You Get A Choice!
A few years ago this space used to be really good. I had nothing but time to craft a special entry five times a week. Sometimes you got little plays. Sometimes dirty confessional stories. Sometimes the equivalent of desk pieces. There were also daily contests and sub-sections and pictures and all sorts of good stuff. These days, you don’t get that.
However. You now have an option!!!
You can, for free, read the blog—my occasional word or two, jotted when I have a second.
Or, you can pay me 10 bucks a month, and have access to my new journal! Where you’ll find at least three entries a week, all as funny as they used to be. With jokes and photos and contests and confessional revelations. JUST LIKE YOU USED TO GET. Isn’t that great?! Aren’t I generous?! Don’t you just fucking love me?!

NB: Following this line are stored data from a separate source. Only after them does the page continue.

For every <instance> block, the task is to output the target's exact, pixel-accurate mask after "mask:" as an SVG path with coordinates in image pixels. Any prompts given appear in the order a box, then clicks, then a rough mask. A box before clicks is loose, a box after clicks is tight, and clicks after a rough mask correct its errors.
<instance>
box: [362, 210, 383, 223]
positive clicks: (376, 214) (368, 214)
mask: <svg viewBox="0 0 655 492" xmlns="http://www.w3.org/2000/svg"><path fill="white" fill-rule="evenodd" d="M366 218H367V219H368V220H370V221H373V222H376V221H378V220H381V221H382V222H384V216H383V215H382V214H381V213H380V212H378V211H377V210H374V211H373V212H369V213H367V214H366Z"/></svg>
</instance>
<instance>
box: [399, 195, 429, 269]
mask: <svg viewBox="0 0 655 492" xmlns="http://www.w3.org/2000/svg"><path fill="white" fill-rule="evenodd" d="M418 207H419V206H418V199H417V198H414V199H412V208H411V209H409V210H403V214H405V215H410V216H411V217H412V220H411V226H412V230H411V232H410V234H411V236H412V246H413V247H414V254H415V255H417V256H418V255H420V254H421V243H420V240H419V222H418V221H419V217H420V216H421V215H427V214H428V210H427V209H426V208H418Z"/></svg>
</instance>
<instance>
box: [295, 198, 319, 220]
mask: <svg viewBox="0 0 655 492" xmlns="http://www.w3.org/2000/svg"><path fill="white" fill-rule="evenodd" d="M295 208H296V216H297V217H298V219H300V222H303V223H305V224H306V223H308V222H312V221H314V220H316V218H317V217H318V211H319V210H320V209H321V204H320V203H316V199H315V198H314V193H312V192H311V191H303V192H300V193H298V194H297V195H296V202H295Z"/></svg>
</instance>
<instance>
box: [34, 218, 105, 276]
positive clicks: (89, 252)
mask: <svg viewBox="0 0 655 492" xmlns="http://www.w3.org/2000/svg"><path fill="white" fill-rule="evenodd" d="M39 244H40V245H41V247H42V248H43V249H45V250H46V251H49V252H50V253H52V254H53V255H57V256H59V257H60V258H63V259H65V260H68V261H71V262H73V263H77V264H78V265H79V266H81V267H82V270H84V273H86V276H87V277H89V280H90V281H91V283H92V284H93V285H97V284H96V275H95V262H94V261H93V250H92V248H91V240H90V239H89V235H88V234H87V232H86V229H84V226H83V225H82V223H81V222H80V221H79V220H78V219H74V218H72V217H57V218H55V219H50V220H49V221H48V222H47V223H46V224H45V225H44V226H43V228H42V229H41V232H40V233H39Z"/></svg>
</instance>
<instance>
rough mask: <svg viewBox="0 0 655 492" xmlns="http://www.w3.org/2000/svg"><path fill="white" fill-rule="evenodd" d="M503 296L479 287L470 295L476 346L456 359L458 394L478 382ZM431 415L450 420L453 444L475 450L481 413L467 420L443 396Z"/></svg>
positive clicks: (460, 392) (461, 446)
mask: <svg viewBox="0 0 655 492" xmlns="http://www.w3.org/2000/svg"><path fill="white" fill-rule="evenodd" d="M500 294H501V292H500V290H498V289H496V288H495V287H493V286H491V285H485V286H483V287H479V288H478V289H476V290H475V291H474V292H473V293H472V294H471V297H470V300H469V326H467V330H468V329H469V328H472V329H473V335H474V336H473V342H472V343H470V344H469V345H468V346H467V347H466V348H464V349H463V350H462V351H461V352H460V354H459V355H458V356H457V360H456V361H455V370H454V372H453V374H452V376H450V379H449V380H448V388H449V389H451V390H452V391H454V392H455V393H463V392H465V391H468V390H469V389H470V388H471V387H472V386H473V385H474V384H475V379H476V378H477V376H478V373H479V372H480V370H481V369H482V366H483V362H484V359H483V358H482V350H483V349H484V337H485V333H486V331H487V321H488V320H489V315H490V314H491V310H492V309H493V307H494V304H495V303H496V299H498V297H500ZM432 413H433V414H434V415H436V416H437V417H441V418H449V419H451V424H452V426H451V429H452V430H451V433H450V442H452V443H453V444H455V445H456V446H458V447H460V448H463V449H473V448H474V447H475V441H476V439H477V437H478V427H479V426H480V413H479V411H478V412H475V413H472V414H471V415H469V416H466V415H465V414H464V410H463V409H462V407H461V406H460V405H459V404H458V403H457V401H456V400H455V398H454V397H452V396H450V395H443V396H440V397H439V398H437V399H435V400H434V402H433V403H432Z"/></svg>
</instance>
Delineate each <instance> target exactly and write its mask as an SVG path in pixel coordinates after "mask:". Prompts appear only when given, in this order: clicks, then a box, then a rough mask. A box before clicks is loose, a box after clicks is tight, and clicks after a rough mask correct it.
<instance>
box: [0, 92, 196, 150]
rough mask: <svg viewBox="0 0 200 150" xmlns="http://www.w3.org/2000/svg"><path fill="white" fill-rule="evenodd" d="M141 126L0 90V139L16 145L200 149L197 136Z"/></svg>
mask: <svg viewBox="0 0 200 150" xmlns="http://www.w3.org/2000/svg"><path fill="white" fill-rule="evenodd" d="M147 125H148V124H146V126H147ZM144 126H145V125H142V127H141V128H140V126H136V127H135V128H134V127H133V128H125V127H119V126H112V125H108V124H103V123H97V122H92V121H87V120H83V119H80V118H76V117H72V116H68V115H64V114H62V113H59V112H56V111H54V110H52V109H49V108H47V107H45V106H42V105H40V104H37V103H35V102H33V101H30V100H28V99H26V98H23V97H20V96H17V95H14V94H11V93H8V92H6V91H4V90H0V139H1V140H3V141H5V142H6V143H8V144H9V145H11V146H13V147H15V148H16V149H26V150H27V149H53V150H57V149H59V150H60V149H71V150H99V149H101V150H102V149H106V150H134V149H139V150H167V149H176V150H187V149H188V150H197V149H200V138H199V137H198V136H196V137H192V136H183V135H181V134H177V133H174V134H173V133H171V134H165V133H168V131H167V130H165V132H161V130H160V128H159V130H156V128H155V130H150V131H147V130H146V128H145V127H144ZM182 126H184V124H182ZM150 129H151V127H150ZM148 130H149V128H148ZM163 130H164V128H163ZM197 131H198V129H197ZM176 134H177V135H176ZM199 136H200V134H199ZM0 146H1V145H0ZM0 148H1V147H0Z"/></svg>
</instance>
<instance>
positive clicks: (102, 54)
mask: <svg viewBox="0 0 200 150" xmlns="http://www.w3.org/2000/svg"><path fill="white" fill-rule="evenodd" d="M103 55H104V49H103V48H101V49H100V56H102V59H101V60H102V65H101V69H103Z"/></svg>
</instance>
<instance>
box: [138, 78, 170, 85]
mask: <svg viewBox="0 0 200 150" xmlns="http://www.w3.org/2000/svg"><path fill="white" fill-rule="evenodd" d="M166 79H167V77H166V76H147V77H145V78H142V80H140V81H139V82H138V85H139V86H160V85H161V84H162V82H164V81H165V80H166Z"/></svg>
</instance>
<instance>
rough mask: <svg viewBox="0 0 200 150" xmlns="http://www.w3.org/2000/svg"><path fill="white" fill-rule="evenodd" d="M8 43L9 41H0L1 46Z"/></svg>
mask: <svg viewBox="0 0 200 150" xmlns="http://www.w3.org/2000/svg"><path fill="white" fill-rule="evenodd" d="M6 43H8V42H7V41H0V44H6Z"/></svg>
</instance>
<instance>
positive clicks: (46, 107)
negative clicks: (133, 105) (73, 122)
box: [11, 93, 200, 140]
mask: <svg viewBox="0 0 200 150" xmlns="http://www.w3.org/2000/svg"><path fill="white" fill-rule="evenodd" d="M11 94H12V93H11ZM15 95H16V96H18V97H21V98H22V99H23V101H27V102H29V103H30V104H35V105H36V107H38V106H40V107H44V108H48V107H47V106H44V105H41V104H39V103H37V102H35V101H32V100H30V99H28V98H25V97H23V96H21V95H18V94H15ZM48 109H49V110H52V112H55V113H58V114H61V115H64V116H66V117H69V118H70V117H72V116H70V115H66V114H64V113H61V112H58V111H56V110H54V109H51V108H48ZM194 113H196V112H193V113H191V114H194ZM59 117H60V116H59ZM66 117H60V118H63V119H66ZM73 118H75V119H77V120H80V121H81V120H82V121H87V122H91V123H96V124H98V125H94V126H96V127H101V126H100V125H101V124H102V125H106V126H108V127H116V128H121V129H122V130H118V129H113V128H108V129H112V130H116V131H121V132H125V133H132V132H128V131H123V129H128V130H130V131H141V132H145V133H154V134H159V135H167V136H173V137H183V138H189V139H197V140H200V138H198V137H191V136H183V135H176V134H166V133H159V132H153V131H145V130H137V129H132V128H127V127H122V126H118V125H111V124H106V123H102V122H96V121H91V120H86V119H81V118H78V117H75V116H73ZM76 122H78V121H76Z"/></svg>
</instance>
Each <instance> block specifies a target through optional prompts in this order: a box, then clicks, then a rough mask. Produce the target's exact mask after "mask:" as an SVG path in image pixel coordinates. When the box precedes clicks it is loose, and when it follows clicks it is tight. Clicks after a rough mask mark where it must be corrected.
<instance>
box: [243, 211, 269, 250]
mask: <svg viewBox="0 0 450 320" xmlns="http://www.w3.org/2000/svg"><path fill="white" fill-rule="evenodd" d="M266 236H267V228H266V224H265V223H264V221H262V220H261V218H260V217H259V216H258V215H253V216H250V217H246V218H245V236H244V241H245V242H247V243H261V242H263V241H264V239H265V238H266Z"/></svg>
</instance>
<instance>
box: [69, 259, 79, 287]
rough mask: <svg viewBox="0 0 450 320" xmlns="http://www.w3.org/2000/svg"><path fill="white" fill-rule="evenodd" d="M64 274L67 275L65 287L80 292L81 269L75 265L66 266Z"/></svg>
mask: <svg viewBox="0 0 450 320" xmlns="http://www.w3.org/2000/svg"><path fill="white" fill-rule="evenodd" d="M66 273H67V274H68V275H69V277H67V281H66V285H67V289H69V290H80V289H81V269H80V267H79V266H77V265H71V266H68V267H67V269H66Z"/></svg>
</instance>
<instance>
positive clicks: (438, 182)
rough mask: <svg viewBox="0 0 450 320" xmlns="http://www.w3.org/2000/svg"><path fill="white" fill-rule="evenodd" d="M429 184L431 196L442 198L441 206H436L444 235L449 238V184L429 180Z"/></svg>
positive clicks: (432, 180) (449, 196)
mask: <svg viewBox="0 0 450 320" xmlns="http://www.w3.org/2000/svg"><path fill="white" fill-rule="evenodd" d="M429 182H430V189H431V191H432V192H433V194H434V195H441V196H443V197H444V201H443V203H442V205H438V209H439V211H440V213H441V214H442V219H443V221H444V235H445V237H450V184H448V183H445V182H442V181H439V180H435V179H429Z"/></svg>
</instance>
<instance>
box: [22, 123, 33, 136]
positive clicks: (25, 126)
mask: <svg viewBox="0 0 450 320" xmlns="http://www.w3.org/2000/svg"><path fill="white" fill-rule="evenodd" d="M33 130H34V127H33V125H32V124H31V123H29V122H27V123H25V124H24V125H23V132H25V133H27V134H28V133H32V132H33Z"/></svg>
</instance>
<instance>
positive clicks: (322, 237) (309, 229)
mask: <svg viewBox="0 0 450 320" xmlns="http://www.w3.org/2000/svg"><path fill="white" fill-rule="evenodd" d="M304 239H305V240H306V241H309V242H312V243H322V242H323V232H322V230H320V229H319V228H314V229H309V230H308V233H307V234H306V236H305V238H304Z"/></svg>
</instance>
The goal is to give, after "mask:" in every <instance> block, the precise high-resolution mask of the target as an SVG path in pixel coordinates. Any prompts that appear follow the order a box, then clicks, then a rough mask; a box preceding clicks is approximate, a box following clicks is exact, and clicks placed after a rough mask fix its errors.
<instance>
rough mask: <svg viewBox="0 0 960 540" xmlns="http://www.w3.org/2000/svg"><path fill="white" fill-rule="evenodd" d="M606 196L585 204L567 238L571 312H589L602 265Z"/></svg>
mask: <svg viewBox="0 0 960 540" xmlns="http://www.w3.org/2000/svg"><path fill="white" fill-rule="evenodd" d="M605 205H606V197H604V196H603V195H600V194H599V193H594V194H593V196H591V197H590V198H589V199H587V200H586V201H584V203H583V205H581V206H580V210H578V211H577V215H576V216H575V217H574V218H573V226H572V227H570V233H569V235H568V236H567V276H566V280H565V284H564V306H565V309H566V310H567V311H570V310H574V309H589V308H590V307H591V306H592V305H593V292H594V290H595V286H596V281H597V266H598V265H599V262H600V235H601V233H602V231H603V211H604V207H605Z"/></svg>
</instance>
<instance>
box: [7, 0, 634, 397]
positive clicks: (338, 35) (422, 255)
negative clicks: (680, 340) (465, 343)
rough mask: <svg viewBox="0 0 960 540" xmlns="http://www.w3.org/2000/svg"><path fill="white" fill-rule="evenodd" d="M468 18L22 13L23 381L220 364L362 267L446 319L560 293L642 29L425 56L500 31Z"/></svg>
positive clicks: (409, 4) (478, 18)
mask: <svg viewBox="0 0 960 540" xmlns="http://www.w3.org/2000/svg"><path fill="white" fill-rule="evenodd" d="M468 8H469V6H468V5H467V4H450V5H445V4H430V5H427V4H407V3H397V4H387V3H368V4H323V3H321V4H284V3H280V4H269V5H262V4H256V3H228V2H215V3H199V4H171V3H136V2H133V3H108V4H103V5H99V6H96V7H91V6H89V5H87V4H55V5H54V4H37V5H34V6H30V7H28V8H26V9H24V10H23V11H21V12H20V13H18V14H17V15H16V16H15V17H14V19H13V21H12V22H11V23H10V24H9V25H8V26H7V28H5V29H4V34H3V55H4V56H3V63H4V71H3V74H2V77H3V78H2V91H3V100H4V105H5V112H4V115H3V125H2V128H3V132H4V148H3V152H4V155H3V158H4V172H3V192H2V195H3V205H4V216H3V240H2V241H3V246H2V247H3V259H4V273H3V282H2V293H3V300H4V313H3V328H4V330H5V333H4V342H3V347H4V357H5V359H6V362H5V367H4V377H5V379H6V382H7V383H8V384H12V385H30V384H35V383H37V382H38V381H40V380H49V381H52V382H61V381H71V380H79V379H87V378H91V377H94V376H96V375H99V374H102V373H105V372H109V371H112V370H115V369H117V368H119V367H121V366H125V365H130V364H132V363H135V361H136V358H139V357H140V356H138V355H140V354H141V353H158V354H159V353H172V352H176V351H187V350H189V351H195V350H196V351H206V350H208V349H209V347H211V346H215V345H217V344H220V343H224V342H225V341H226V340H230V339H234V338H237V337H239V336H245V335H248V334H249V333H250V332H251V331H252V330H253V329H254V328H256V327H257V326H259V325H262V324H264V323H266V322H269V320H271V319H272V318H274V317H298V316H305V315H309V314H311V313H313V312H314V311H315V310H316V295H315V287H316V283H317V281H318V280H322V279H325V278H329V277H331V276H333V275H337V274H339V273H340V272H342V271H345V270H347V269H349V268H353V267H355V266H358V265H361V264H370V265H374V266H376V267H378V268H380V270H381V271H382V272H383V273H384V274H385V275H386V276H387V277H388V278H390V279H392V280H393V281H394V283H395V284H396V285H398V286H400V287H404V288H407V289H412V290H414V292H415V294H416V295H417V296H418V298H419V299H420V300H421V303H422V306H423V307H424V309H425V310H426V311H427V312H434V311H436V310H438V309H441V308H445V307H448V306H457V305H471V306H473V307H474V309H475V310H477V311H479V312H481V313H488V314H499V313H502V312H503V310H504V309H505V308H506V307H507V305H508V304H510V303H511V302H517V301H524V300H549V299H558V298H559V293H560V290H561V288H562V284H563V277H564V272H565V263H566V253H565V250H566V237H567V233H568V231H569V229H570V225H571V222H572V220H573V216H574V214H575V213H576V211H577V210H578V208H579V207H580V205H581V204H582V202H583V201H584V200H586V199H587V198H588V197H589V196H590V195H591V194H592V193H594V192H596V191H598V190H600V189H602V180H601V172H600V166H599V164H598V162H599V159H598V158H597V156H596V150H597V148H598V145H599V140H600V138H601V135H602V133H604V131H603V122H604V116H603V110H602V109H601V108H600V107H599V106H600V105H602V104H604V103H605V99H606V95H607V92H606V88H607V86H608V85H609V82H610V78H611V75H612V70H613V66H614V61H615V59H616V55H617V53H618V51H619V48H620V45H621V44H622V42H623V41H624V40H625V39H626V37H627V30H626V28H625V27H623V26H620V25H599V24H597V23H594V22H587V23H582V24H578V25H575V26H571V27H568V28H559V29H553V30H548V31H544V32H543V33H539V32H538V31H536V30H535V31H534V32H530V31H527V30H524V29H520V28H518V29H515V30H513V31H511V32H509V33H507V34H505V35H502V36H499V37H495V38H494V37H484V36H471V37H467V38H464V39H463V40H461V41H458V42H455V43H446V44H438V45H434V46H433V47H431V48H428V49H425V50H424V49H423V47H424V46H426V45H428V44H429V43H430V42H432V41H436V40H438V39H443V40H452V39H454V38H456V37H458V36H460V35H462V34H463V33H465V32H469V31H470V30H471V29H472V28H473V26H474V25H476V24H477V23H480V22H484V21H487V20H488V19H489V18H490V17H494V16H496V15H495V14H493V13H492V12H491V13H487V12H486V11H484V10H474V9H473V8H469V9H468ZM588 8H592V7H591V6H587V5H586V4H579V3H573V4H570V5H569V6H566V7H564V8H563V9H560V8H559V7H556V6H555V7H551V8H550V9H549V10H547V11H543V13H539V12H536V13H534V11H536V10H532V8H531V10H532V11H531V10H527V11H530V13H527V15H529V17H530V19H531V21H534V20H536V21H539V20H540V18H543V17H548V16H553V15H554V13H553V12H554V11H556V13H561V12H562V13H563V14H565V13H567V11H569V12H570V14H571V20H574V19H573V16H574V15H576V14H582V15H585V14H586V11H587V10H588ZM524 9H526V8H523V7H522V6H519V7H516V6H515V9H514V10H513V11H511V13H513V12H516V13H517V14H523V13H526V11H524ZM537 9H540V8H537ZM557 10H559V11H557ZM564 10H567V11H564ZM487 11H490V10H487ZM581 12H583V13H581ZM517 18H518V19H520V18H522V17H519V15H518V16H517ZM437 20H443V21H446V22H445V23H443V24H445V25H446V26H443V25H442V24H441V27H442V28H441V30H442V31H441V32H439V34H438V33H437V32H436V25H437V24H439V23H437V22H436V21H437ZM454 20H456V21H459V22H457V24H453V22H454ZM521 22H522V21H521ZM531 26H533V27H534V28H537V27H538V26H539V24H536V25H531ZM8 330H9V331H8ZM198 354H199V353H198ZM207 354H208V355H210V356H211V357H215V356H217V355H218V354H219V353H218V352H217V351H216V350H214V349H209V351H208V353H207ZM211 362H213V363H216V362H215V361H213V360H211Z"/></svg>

Sound shitty? Well, the above is exactly what the movie industry is doing to us by introducing “upscale’ theatres, like Hollywood’s Arclight.
The deal is this: movie theatre quality has steadily declined over the years. From assholish service to the seldom-cleaned theatres to the constant stream of commercials before the regular commercials (previews). Sure, seats have gotten nicer and sound better, but it doesn’t make up for the low-quality service.
So, with the Arclight and other theatres, the exhibitor industry has decided to suddenly offer a decent level of service again—but at a premium price!
What a deal! they trumpet. You now have a choice! You can get the crappy, dirty, mean, baby-crying-behind-you-in-The Matrix service you’ve been getting lately, at the normal bargain 9 bucks, or, for only 14 bucks, you can come to the Arclight and get the normal, decent level of service you used to be able to rely on! But wait! That sounds like a shitty fucking deal to you? No! You’re wrong. Check it: you get assigned seats! Why? Uh, because it sucks to get to sit where you want. Too much pressure. See, now, if some big guy sits in front of you… you have the awesome pleasure of just sitting and bearing it, because you’re in an assigned seat! How is that good? Uh…Let me tell you about the other benefits!
Parking. Parking is free! Pretty sweet, huh? It’s also free at a lot of other theatres? Well, but here it’s… “upscale free!”
Did we mention that we have sausages on rolls? Yeah, fuck popcorn and Junior Mints. It’s all about sausages on rolls. How can you enjoy of movie without a good artichoke pesto sausage on a caraway seed roll? What if you don’t like the smell of meat invading your nostrils while you’re trying to watch a movie? Well, just move away from the guy eating the sausage. Oh, wait, you can’t move because of the assigned seat thing… Uh…
Did we mention that before the movie a happy employee will stand in front of the screen and announce the film? Yeah. Sometimes they’ll even ask, “How you guys doing?” before telling you that you’re here to see “Mystic River, directed by Clint Eastwood.” How fucking helpful and caring is that? Does the AMC do that? Hell no!
And wait! The best part! Check it! No commercials! Yeah, that’s right, baby. We proudly offer no commercials! You never used to get commercials? I know. But times have changed. The economics of the industry are blah blah blah. Look, man. It’s up to you. Come to our upscale theatre and pay 14 bucks to see a movie, or go to another theatre and pay to sit through twenty minutes of commercials. It’s your choice.
Who owns the other theatre? Oh, well, we do. So we get your money either way.
C’mon, you know you want a sausage roll.